CMAJ. 2014 May 13;186(8):577-84. doi: 10.1503/cmaj.140053. Epub 2014 Apr 14.
Optimization of systolic blood pressure and lipid levels are essential for secondary prevention after ischemic stroke, but there are substantial gaps in care, which could be addressed by nurse- or pharmacist-led care. We compared 2 types of case management (active prescribing by pharmacists or nurse-led screening and feedback to primary care physicians) in addition to usual care.
We performed a prospective randomized controlled trial involving adults with recent minor ischemic stroke or transient ischemic attack whose systolic blood pressure or lipid levels were above guideline targets. Participants in both groups had a monthly visit for 6 months with either a nurse or pharmacist. Nurses measured cardiovascular risk factors, counselled patients and faxed results to primary care physicians (active control).
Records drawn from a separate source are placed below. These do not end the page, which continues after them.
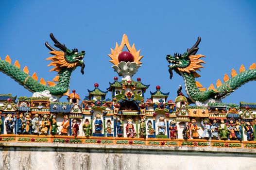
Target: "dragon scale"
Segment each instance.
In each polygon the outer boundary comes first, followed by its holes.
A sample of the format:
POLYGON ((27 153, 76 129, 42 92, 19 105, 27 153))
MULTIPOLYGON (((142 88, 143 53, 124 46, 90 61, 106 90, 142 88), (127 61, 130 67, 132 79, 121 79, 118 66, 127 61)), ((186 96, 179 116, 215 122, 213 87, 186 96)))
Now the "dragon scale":
POLYGON ((207 89, 198 88, 203 86, 195 80, 195 78, 200 77, 196 71, 203 68, 202 64, 205 63, 200 59, 205 57, 204 55, 196 55, 199 49, 198 46, 201 40, 201 37, 199 37, 195 44, 190 49, 188 49, 183 54, 175 53, 173 56, 167 55, 166 56, 166 59, 170 64, 169 66, 170 78, 172 77, 173 70, 184 78, 186 92, 191 102, 197 104, 198 102, 199 105, 207 104, 208 102, 221 102, 221 99, 224 98, 241 85, 250 81, 256 80, 256 64, 254 63, 250 66, 249 70, 245 70, 243 65, 241 66, 239 74, 235 70, 232 70, 230 79, 227 75, 225 75, 224 82, 222 84, 218 80, 216 88, 213 84, 207 89))
POLYGON ((193 102, 204 102, 209 98, 214 99, 218 93, 221 98, 228 95, 243 84, 256 79, 256 69, 245 70, 224 82, 214 91, 208 89, 200 91, 196 86, 195 77, 193 74, 184 73, 182 75, 186 85, 186 92, 193 102))

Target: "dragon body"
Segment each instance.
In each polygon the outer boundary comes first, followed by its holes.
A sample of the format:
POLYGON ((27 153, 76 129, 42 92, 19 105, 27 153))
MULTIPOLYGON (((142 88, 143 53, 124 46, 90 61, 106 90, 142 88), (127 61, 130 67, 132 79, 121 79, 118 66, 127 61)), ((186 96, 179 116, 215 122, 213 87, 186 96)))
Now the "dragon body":
POLYGON ((82 67, 81 72, 84 74, 85 64, 83 59, 85 51, 78 52, 76 49, 71 51, 66 47, 64 44, 60 44, 52 34, 50 34, 50 37, 55 43, 54 46, 62 51, 57 51, 51 47, 47 42, 45 43, 46 47, 51 50, 50 53, 53 55, 47 60, 52 61, 48 66, 55 67, 50 71, 58 72, 58 75, 52 80, 56 82, 57 84, 48 81, 49 85, 47 85, 46 82, 43 78, 41 79, 40 82, 38 82, 35 73, 30 76, 27 67, 26 66, 23 70, 20 69, 17 61, 15 62, 14 65, 11 64, 11 60, 8 55, 4 60, 0 59, 0 70, 34 93, 33 97, 54 97, 58 99, 68 93, 71 74, 78 66, 82 67))
POLYGON ((218 79, 215 88, 213 84, 206 89, 202 88, 201 84, 195 81, 195 78, 200 77, 197 70, 204 67, 202 63, 205 63, 200 59, 205 56, 196 55, 199 50, 198 47, 201 41, 198 37, 195 44, 188 49, 183 54, 174 53, 174 56, 167 55, 166 59, 170 64, 169 66, 170 78, 172 76, 172 70, 182 76, 185 81, 186 90, 190 101, 198 105, 207 104, 209 102, 221 102, 221 99, 229 95, 235 89, 244 84, 256 79, 256 65, 255 63, 250 66, 249 70, 245 70, 244 66, 241 65, 239 73, 232 69, 231 78, 226 74, 223 78, 224 83, 218 79))

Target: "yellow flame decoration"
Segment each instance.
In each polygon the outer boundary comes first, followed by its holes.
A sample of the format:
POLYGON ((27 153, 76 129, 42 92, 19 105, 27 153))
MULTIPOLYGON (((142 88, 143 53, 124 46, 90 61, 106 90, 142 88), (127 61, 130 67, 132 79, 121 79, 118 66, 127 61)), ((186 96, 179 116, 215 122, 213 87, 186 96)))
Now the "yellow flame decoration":
POLYGON ((108 54, 108 55, 110 57, 111 60, 110 60, 109 62, 114 64, 114 65, 118 65, 119 61, 118 61, 118 55, 120 52, 122 52, 122 51, 125 45, 130 52, 134 56, 134 62, 136 62, 137 64, 140 64, 142 63, 140 62, 140 60, 143 57, 143 56, 139 55, 140 52, 140 50, 137 51, 135 48, 135 45, 133 44, 133 46, 131 47, 129 41, 128 40, 127 35, 124 34, 122 39, 122 42, 120 46, 119 46, 118 43, 116 43, 116 47, 114 50, 111 49, 111 54, 108 54))

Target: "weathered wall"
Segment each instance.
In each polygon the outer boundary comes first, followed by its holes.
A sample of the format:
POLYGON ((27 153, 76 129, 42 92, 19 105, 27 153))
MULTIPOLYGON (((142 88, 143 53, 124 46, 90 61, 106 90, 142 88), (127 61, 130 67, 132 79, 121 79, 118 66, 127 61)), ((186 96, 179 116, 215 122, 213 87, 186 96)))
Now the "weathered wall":
POLYGON ((255 170, 256 150, 0 143, 0 170, 255 170))

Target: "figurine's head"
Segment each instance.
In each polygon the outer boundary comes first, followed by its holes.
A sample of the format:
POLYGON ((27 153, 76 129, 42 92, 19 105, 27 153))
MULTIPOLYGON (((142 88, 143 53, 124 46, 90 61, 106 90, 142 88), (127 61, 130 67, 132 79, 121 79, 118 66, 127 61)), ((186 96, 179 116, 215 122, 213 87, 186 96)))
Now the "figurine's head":
POLYGON ((188 49, 183 54, 175 53, 173 56, 167 55, 166 60, 170 64, 169 66, 170 79, 172 77, 173 69, 180 75, 184 72, 193 72, 194 73, 195 76, 198 76, 196 71, 200 70, 200 68, 204 68, 201 63, 205 63, 203 60, 199 60, 201 57, 205 57, 205 56, 195 55, 198 51, 199 48, 197 46, 200 41, 201 37, 199 37, 195 45, 191 49, 188 49))
POLYGON ((59 51, 51 47, 47 42, 45 43, 46 47, 51 51, 50 53, 51 54, 55 55, 47 59, 48 60, 52 61, 52 62, 48 66, 55 67, 50 71, 59 72, 61 68, 74 69, 78 66, 82 66, 81 72, 84 74, 84 68, 85 66, 83 59, 85 52, 85 51, 78 52, 77 49, 74 49, 71 51, 68 49, 64 44, 61 44, 58 41, 52 33, 51 33, 50 37, 55 43, 54 46, 62 51, 59 51))
POLYGON ((99 113, 98 113, 95 117, 96 117, 96 119, 101 119, 101 115, 100 115, 99 113))

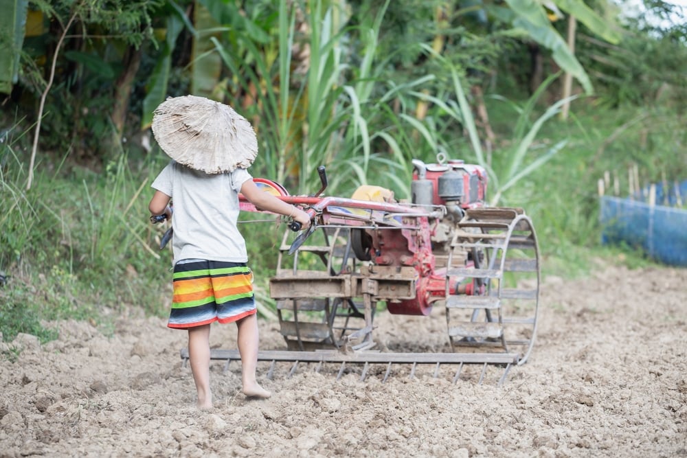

Pharmacists did all of the above as well as prescribed according to treatment algorithms (intervention).
Most of the 279 study participants (mean age 67.6 yr, mean systolic blood pressure 134 mm Hg, mean low-density lipoprotein [LDL] cholesterol 3.23 mmol/L) were already receiving treatment at baseline (antihypertensives: 78.1%; statins: 84.6%), but none met guideline targets (systolic blood pressure ≤ 140 mm Hg, fasting LDL cholesterol ≤ 2.0 mmol/L). Substantial improvements were observed in both groups after 6 months: 43.4% of participants in the pharmacist case manager group met both systolic blood pressure and LDL guideline targets compared with 30.9% in the nurse-led group (12.5% absolute difference; number needed to treat = 8, p = 0.03).
Compared with nurse-led case management (risk factor evaluation, counselling and feedback to primary care providers), active case management by pharmacists substantially improved risk factor control at 6 months among patients who had experienced a stroke.
ClinicalTrials.gov, no. NCT00931788.
优化收缩压和血脂水平对于缺血性卒中后的二级预防至关重要,但护理中存在大量空白,这可以通过护士或药剂师主导的护理来解决。我们比较了两种类型的病例管理(药剂师主动处方或护士主导的筛查和反馈给初级保健医生),并与常规护理进行了比较。
我们进行了一项前瞻性随机对照试验,涉及近期发生轻微缺血性卒中和短暂性脑缺血发作的成年人,其收缩压或血脂水平高于指南目标。两组参与者每月接受一次为期 6 个月的访问,由护士或药剂师进行。护士测量心血管危险因素,对患者进行咨询,并将结果传真给初级保健医生(主动对照组)。药剂师除了上述所有工作外,还根据治疗算法开处方(干预组)。
在 279 名研究参与者中,大多数参与者(平均年龄 67.6 岁,平均收缩压 134mmHg,平均低密度脂蛋白[LDL]胆固醇 3.23mmol/L)在基线时已经接受治疗(抗高血压药物:78.1%;他汀类药物:84.6%),但均未达到指南目标(收缩压≤140mmHg,空腹 LDL 胆固醇≤2.0mmol/L)。两组在 6 个月后均有明显改善:与护士主导的病例管理组相比,药剂师主导的病例管理组中有 43.4%的参与者同时达到收缩压和 LDL 指南目标,而护士主导的病例管理组中只有 30.9%(12.5%的绝对差异;需要治疗的人数为 8,p=0.03)。
与护士主导的病例管理(危险因素评估、咨询和反馈给初级保健提供者)相比,药剂师主导的主动病例管理在 6 个月时显著改善了卒中患者的危险因素控制。
ClinicalTrials.gov,编号 NCT00931788。